Image, Gage Skidmore, Wikimedia Commons.
Why is the GOP waiting until after the election to dump Trump? To Republicans who support Trump because they believe he will Make America Great Again, and to those who can’t stand the thought of voting for him on election day, it’s time to consider the long term effects of a Trump candidacy and where the GOP will be in the years to come.
Some important things to consider in this analysis:
Donald Trump is slipping in the polls.
Although the election season is often fraught with ups and downs in the polls, Republicans should begin to think about the best damage control strategy should Donald Trump lose in November. Depending on how poorly Trump is performing in the polls, the prudent thing for the GOP may be to repudiate Trump well before election day, essentially owning up that he was a terrible candidate, and move forward with a different narrative primed for a post trump election cycle. The more certain his defeat, the sooner the GOP can begin to prepare for its new debut the day after the election. So far, it seems Trump is becoming less competitive.

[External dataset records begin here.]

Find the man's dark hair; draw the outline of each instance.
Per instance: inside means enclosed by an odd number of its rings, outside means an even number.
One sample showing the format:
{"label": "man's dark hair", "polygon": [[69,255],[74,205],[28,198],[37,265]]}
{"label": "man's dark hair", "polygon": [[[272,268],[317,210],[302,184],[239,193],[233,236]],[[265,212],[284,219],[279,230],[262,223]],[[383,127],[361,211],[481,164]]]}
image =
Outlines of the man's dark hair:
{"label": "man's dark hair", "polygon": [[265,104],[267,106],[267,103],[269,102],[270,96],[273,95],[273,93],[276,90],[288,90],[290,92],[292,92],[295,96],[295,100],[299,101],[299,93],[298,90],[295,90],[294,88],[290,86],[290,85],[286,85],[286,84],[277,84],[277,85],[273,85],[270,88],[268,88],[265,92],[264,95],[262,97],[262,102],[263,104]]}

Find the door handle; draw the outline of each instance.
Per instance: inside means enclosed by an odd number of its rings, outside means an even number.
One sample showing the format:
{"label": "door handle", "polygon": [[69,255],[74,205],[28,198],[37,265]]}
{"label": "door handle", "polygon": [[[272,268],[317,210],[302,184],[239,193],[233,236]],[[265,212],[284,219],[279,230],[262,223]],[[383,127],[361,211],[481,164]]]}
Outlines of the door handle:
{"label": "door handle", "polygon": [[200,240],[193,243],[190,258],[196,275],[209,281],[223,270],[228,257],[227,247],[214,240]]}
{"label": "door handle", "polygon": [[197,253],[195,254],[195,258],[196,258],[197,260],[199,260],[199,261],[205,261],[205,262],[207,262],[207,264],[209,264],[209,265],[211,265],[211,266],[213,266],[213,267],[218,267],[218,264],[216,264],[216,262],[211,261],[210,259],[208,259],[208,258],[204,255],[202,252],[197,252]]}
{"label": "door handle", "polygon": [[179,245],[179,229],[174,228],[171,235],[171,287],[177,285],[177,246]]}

The demographics of the country are increasingly favoring Democratic candidates.
America is becoming increasingly diverse, and the traditional demographic strongholds upon which Republicans have relied for the past 50 years are changing dramatically. Both in state and national elections, Democrats are gaining the advantage simply because they have a larger political tent and welcome more diverse interests. Specifically, the Latino and Hispanic population in the United States, and within some traditionally Republican States, is increasing, and Democrats attract more of them into their party than do Republicans. States like Texas and Arizona will become more purple if the Democratic Party continues to be the one that this population chooses. Although there is some debate, Trump seems likely to only grab a small percentage of the Latino and Hispanic vote.
The nature of our political discourse is hurt by Trump.

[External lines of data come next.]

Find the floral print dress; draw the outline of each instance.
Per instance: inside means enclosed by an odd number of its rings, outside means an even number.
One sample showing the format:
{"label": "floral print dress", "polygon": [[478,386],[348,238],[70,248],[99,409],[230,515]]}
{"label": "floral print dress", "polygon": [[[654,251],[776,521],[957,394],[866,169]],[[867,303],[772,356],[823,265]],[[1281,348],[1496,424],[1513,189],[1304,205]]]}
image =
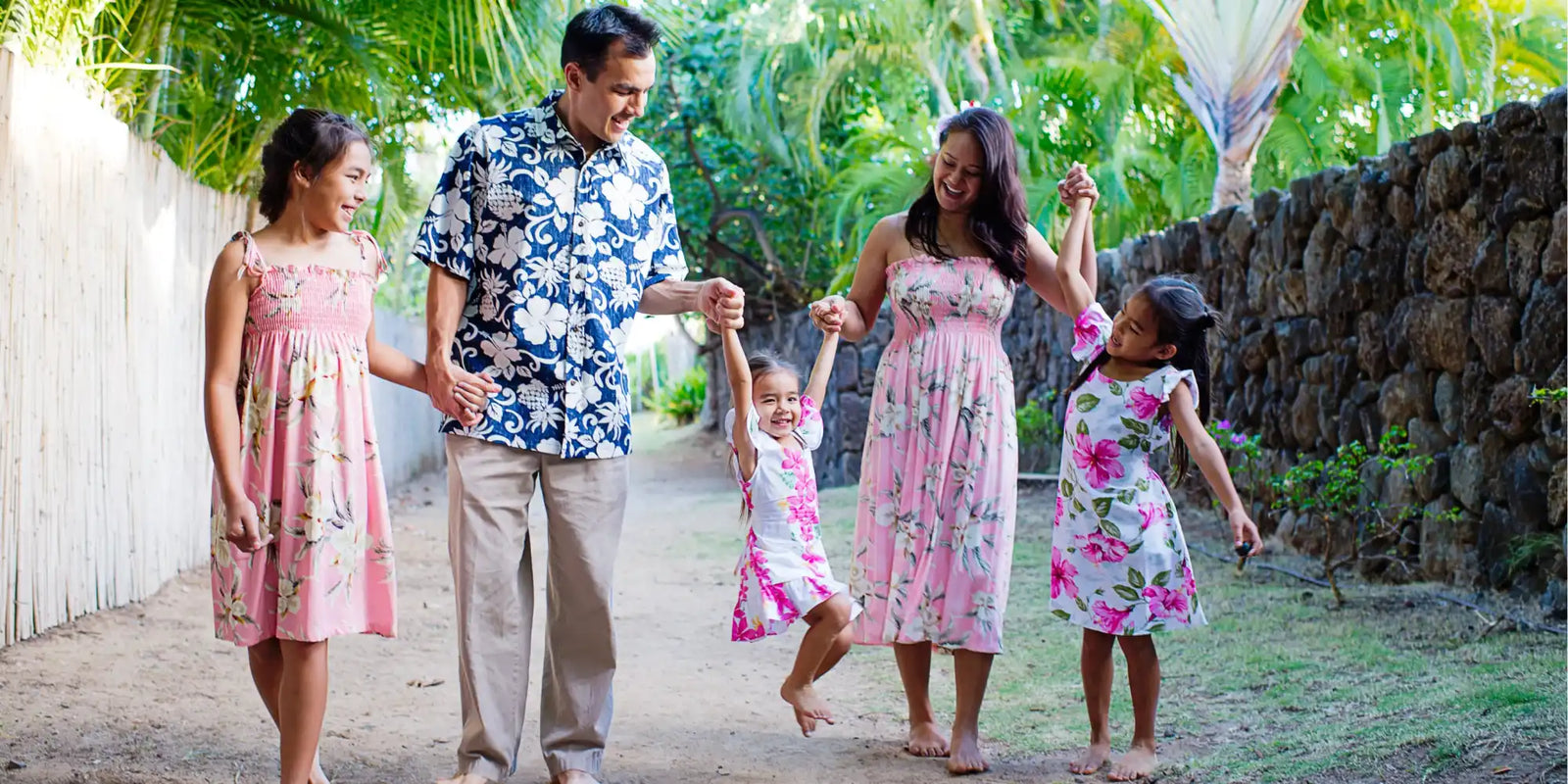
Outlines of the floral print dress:
{"label": "floral print dress", "polygon": [[[735,409],[724,416],[724,437],[735,448]],[[822,412],[800,398],[795,448],[762,431],[757,409],[746,416],[746,433],[757,453],[751,477],[735,481],[746,505],[746,549],[735,564],[740,596],[731,619],[731,640],[756,641],[789,629],[818,604],[844,591],[833,579],[828,555],[817,536],[817,474],[811,452],[822,444]],[[855,610],[859,612],[858,608]]]}
{"label": "floral print dress", "polygon": [[257,552],[230,544],[213,485],[213,621],[240,646],[397,630],[365,345],[386,262],[368,234],[353,235],[361,270],[271,267],[235,235],[240,274],[259,279],[240,365],[240,477],[273,533]]}
{"label": "floral print dress", "polygon": [[1018,508],[1002,351],[1014,284],[985,257],[916,256],[886,274],[894,334],[861,458],[855,641],[1000,654]]}
{"label": "floral print dress", "polygon": [[[1090,304],[1073,332],[1074,359],[1105,350],[1110,317]],[[1068,400],[1062,485],[1051,547],[1051,610],[1112,635],[1203,626],[1176,505],[1149,455],[1171,441],[1167,414],[1190,370],[1162,367],[1138,381],[1094,370]]]}

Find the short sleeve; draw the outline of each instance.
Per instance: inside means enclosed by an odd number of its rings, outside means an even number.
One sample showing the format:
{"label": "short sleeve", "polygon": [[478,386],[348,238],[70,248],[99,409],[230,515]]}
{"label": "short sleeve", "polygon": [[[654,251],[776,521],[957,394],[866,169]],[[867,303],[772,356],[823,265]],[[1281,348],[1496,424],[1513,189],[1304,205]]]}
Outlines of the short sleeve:
{"label": "short sleeve", "polygon": [[676,226],[676,204],[670,194],[670,169],[659,166],[652,215],[648,220],[649,241],[654,254],[649,260],[643,289],[663,281],[684,281],[685,252],[681,249],[681,230]]}
{"label": "short sleeve", "polygon": [[1073,320],[1073,359],[1079,362],[1098,354],[1110,340],[1110,317],[1099,303],[1090,303]]}
{"label": "short sleeve", "polygon": [[806,445],[808,450],[817,452],[822,445],[822,409],[817,408],[817,401],[801,395],[800,397],[800,423],[795,425],[795,436],[800,442]]}
{"label": "short sleeve", "polygon": [[488,163],[483,138],[480,125],[474,125],[453,144],[430,210],[414,237],[416,259],[464,281],[474,276],[475,224],[485,204]]}
{"label": "short sleeve", "polygon": [[1160,378],[1160,403],[1171,401],[1171,392],[1176,390],[1176,384],[1182,381],[1192,389],[1192,408],[1198,408],[1198,376],[1192,370],[1178,370],[1174,367],[1167,367],[1163,370],[1165,376]]}

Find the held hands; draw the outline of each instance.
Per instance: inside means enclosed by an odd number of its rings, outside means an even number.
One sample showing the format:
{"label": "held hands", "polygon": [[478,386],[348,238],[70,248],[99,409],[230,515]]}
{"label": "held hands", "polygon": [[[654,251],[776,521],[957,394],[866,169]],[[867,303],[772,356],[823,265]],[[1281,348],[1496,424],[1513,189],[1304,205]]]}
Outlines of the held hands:
{"label": "held hands", "polygon": [[707,317],[707,328],[715,332],[746,326],[746,293],[723,278],[702,281],[702,287],[696,293],[696,306]]}
{"label": "held hands", "polygon": [[844,307],[845,301],[842,296],[823,296],[811,303],[811,323],[826,334],[834,334],[844,329]]}
{"label": "held hands", "polygon": [[1088,207],[1094,207],[1099,202],[1099,187],[1094,185],[1094,177],[1088,176],[1088,169],[1082,163],[1074,163],[1068,169],[1068,176],[1057,182],[1057,196],[1069,209],[1077,204],[1077,199],[1088,199]]}
{"label": "held hands", "polygon": [[485,419],[485,406],[491,395],[500,392],[500,384],[485,375],[474,375],[452,361],[428,365],[430,405],[442,414],[470,428]]}

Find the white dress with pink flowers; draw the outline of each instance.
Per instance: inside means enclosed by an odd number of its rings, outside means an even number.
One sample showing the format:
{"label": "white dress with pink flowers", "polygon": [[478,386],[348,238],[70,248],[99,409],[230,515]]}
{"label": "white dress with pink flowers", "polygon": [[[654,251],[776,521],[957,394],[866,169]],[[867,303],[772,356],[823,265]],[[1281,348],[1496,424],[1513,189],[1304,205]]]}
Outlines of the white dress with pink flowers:
{"label": "white dress with pink flowers", "polygon": [[[1074,323],[1073,356],[1098,356],[1110,317],[1096,303]],[[1051,608],[1115,635],[1203,626],[1198,588],[1176,505],[1149,455],[1170,444],[1171,390],[1190,370],[1162,367],[1138,381],[1099,370],[1068,400],[1062,485],[1051,547]]]}
{"label": "white dress with pink flowers", "polygon": [[[734,423],[735,409],[729,409],[724,437],[731,450],[735,447]],[[746,417],[746,433],[757,467],[750,478],[742,477],[739,467],[735,470],[748,511],[746,547],[735,564],[740,577],[740,596],[731,615],[731,640],[735,641],[781,633],[845,590],[833,579],[817,535],[817,475],[811,464],[811,452],[822,444],[817,403],[801,395],[800,423],[789,447],[762,431],[756,408]]]}

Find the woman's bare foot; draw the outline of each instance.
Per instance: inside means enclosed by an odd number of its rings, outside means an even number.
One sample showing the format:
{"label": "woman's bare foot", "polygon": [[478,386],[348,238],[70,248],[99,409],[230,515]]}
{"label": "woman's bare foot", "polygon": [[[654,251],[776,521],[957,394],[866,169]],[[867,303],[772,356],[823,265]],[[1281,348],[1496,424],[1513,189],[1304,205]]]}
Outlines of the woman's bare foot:
{"label": "woman's bare foot", "polygon": [[909,742],[903,750],[917,757],[946,757],[947,739],[936,729],[935,721],[919,721],[909,724]]}
{"label": "woman's bare foot", "polygon": [[1110,781],[1140,781],[1154,775],[1160,767],[1154,746],[1132,746],[1115,765],[1110,767]]}
{"label": "woman's bare foot", "polygon": [[1088,748],[1079,754],[1079,759],[1068,762],[1068,770],[1077,773],[1079,776],[1088,776],[1096,770],[1105,767],[1110,762],[1110,743],[1090,743]]}
{"label": "woman's bare foot", "polygon": [[980,753],[980,732],[978,731],[953,731],[953,748],[947,754],[947,773],[953,776],[967,776],[971,773],[985,773],[991,770],[986,764],[985,754]]}
{"label": "woman's bare foot", "polygon": [[[829,724],[833,723],[833,709],[828,707],[828,701],[818,696],[817,690],[812,688],[811,684],[795,685],[786,681],[784,685],[779,687],[779,696],[784,698],[786,702],[795,706],[797,713],[822,720]],[[806,726],[801,724],[801,731],[804,729]]]}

Frankly, Trump has negatively impacted the nature of political discourse in the country. The reason why our form of government is so great is because we choose to use words to work out our differences instead of weapons. Trump’s divisive, often hateful, and contentious rhetoric moves the nature of our discourse backwards. Being in a democratic society requires a level of self-control, respect, patience, and willingness to listen, even when we completely disagree with each other. Trump’s campaign has been the embodiment of the exact opposite of those things—making fun of a journalist with disabilities, spreading pointless gossip about other candidates, engaging in childish name calling, disrespecting the family of a deceased veteran, and casually making a joke about an assassination attempt if he does not win the election. There are many other examples that illustrate Trump’s lack of respect for constructive political discourse, an essential component of our stable society.
What does this all mean?
In short, the GOP is in trouble if it is not willing to admit that in order to remain competitive, it must make changes. Any Republican who doesn’t want to support Trump, shouldn’t. Repudiating Trump before the election even occurs should be done if it is in the best interest of the country, and the GOP as a whole. Some argue that what is in the best interest of the GOP is to remain true to its candidate, however, when a player is not performing in the game, sometimes it’s necessary to call a time-out, put him on the bench, and revise strategy.